Experts on the role of local police in immigration enforcement
- Juan Cuba is the Executive Director of Sheriff Accountability Action, an organization that tracks, among other things, conditions in local jails and advocates for greater oversight and accountability for sheriff’s offices.
- Lena Graber is a Senior Staff Attorney at the Immigrant Legal Resource Center. She is a national expert on the role of local police in immigration enforcement and the use of ICE detainers. Lena has co-authored several ILRC publications including Motions to Suppress: Protecting the Constitutional Rights of Immigrants in Removal Proceedings; FOIA Requests and Other Background Checks; DACA: The Essential Legal Guide; and Parole in Immigration Law.
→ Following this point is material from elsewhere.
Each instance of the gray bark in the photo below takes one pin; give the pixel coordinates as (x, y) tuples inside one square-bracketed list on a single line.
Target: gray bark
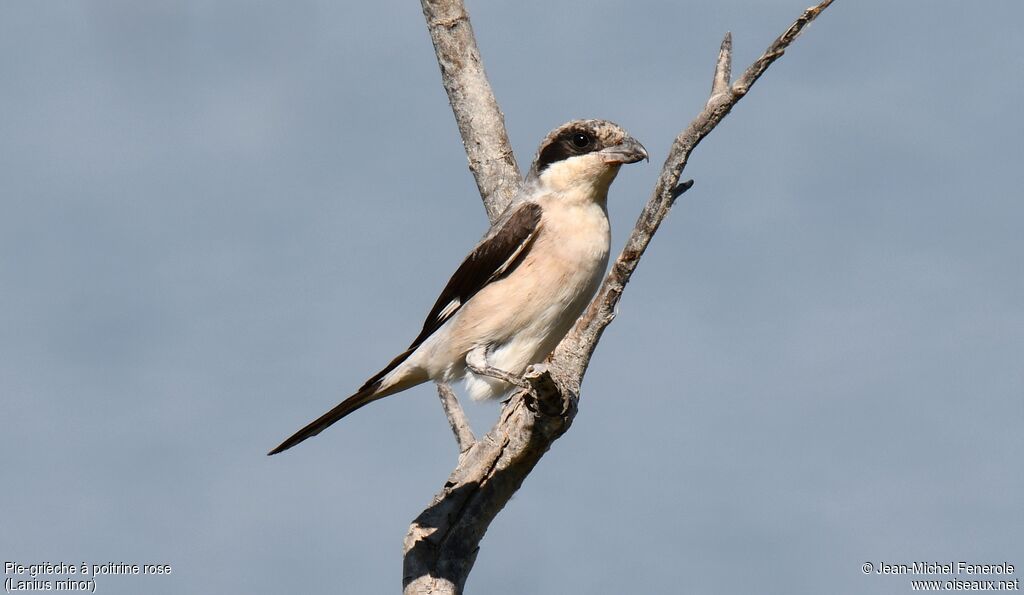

- Amrutha Jindal is the Executive Director for the Lone Star Defenders Office. She coordinates and oversees the defense representation provided to indigent individuals charged under Operation Lone Star, a Texas program that deploys military and police resources to the Texas/Mexico border. Prior to that, Amrutha was the chief defender at a criminal defense nonprofit and was a federal public defender in San Diego, CA.
- Scott Levy is Chief Policy Counsel at FWD.us where he works on criminal justice and immigration policy reform efforts at the state and national level. Prior to FWD.us, Scott worked for 14 years as an attorney at The Bronx Defenders, a holistic public defender office in the South Bronx, where he built and managed the office’s public policy practice.